Dr. Baig gave a very basic overview of how a genetic circuit works by contrasting it alongside the electrical circuit. He pointed out that in the biotech field, embedded systems notably see application in pacemakers and chemotherapy, where high radiation aims to destroy harmful cells. However, it also causes other cells to be compromised, resulting in side effects like hair loss. In these cases genetic systems may prove more efficient. Genetic circuits, though similar to electrical ones, have different inputs and outputs. For instance, in the treatment of defective cells if the circuit is satisfied in its multiple conditions of i) a living cell and ii) a defective cell, it can then as an output release a protein to destroy them. As opposed to electrical circuits, the genetic ones have DNA components, varying inputs and outputs depending on type of protein and high signal interference owing to molecule movement. It is of note that while we know the right conditions for electrical circuits, from the appropriate temperature to type of component, it is difficult to determine in genetic circuits as its preconditions may vary depending on the scenario.
The design flow of genetic circuits requires more detailed specification. Dr. Baig highlighted some tools that are helpful in this regard, for instance genetic programming can be coded in a systems biology markup language called ‘spml 5’. Much of his work comprised of developing tools and programmes to analyse different genetic models through simulations, optimization and synthesis optimisation technology mapping.
Working in virtual experimentation where models were tested through real-time interaction with its genetic systems, Dr.

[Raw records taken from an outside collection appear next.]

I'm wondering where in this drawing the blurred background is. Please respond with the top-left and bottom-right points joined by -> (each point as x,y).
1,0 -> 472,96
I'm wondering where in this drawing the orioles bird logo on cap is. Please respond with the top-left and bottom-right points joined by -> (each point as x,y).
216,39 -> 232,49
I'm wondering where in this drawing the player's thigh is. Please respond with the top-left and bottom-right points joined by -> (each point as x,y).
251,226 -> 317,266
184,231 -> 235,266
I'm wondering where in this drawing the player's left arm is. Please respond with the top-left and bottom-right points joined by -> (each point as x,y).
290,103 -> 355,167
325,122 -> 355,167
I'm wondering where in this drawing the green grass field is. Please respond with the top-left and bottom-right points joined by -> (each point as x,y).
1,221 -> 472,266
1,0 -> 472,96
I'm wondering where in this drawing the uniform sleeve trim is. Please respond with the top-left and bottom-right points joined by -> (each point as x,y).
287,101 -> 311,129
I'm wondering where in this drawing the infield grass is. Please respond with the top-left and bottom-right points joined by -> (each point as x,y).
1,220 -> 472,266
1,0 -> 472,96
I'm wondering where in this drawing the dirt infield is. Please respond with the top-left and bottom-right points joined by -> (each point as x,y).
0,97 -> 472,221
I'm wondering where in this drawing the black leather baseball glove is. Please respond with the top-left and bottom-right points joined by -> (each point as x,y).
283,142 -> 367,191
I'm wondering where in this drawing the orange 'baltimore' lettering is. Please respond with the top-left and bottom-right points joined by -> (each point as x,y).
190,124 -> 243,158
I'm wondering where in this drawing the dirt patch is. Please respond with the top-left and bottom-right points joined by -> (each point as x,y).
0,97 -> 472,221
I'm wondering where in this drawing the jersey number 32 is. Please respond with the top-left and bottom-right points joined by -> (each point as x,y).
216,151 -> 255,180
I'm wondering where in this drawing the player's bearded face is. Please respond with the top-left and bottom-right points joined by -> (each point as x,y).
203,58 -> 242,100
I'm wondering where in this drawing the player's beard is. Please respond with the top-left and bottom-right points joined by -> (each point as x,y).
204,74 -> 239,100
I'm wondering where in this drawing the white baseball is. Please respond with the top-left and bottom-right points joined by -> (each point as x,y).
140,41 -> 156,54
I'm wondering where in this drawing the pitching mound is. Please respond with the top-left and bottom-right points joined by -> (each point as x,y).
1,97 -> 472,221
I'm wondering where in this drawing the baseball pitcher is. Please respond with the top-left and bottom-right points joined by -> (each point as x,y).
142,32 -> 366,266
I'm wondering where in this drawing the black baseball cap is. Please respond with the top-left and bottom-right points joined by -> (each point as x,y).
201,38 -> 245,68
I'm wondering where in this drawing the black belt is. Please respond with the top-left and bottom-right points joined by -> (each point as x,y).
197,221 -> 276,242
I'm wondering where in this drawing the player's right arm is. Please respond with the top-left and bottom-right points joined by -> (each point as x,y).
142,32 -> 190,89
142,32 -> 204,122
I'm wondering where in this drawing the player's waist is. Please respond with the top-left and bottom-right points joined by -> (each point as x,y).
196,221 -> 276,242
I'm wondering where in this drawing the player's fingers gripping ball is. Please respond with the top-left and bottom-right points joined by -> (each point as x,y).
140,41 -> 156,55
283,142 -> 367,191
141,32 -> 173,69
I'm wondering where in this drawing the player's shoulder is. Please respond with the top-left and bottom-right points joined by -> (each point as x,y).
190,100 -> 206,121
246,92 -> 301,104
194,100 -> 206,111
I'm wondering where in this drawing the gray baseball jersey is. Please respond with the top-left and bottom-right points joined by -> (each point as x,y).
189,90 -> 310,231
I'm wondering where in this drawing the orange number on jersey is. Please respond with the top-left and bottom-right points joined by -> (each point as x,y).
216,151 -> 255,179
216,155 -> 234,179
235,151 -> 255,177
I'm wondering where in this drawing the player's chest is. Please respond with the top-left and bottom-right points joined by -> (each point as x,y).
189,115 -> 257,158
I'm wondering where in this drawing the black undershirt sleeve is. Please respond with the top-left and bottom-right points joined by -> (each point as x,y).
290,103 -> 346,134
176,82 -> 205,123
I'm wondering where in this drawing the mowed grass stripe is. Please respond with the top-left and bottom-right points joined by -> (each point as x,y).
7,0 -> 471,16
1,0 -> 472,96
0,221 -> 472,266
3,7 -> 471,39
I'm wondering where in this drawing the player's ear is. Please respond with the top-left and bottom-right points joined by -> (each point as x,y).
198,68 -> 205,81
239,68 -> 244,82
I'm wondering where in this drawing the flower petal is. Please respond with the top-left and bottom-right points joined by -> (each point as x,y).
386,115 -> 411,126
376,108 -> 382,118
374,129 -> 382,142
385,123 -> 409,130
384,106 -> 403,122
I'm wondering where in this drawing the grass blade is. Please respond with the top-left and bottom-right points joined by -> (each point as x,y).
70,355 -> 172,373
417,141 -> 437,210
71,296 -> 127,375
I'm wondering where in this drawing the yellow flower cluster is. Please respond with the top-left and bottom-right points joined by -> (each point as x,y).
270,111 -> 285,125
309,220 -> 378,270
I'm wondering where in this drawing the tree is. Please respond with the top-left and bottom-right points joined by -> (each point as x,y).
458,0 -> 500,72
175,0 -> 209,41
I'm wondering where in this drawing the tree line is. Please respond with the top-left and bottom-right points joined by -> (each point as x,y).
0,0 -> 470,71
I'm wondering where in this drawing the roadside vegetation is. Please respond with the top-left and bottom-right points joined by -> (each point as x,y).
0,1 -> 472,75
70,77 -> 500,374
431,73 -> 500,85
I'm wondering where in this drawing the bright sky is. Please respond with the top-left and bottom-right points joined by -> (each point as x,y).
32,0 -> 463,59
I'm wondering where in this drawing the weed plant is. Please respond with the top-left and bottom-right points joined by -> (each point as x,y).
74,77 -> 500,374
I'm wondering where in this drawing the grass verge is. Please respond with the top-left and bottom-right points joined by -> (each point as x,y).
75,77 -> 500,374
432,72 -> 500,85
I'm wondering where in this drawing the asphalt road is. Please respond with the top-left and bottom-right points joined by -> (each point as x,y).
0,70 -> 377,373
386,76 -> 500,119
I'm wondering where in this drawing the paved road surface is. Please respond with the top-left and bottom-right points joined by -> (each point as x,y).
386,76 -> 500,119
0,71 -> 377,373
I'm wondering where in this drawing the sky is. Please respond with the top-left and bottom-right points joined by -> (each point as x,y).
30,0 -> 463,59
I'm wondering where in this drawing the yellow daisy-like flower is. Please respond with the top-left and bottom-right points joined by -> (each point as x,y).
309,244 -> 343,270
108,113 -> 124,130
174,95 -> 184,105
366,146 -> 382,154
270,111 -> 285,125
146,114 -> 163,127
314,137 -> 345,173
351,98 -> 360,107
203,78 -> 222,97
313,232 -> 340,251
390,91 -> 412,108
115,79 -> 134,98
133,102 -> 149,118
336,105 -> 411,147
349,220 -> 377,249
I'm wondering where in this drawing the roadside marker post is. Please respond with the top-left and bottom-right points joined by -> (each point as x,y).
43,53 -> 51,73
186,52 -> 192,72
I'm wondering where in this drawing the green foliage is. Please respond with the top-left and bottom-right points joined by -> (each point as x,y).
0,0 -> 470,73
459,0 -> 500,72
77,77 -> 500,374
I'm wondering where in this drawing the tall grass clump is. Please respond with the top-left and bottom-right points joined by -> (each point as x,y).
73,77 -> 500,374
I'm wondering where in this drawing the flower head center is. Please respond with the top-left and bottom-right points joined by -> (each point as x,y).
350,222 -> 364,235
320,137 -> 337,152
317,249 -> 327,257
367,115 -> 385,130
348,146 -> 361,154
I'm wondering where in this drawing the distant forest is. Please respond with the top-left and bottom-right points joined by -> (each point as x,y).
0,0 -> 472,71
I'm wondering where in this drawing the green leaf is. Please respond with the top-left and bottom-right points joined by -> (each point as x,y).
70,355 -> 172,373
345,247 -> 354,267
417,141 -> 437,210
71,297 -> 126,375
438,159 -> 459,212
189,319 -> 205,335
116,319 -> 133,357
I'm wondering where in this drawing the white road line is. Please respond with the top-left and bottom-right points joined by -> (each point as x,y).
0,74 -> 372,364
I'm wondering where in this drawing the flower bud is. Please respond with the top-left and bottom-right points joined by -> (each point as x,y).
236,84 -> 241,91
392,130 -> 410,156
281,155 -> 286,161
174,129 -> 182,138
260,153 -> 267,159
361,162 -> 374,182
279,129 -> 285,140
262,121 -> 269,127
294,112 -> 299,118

Baig helped implement an improved system. They designed a specialised labortary environment for experimenting and observing genetic models as well as a tool, the Dynamic Virtual Analyzer and Simulator (DVA-Sim) that is able to generate virtual tools in suitable to each individual genetic model. The DVA-Sim is an automated analysis and verification system that can check models functionality in varying parameters to determine the level of input it requires. So the threshold value or minimum concentration of a protein that is needed by a genetic model under changing conditions can be tested for through the DVA-Sim. Dr Baig reported he was able to apply the algorithm he made on 15 different models at the University of Utah and MIT. He named another one of their applications, the GeneTech is a technology mapping tool that along with the DVA-Sim is available for download online and has received encouraging response. Combining the two tools in their functionalities is the next goal for Dr. Baig and his team.
Towards the end he gave credit to all the collaborators that are making possible advanced technology like genetic circuits a more concrete reality. Along with bio technologists and experts from institutions in South Korea and across the world, he also listed a group of Habib University students that have been assisting him in the ambitious projects. Dr. Baig introduced a unique side of the advancing field of engineering that shows a lot of potential for changing how we live life and in effect, the world. If DNA can be programmed, then there are a lot more revolutionalising technologies to be expected.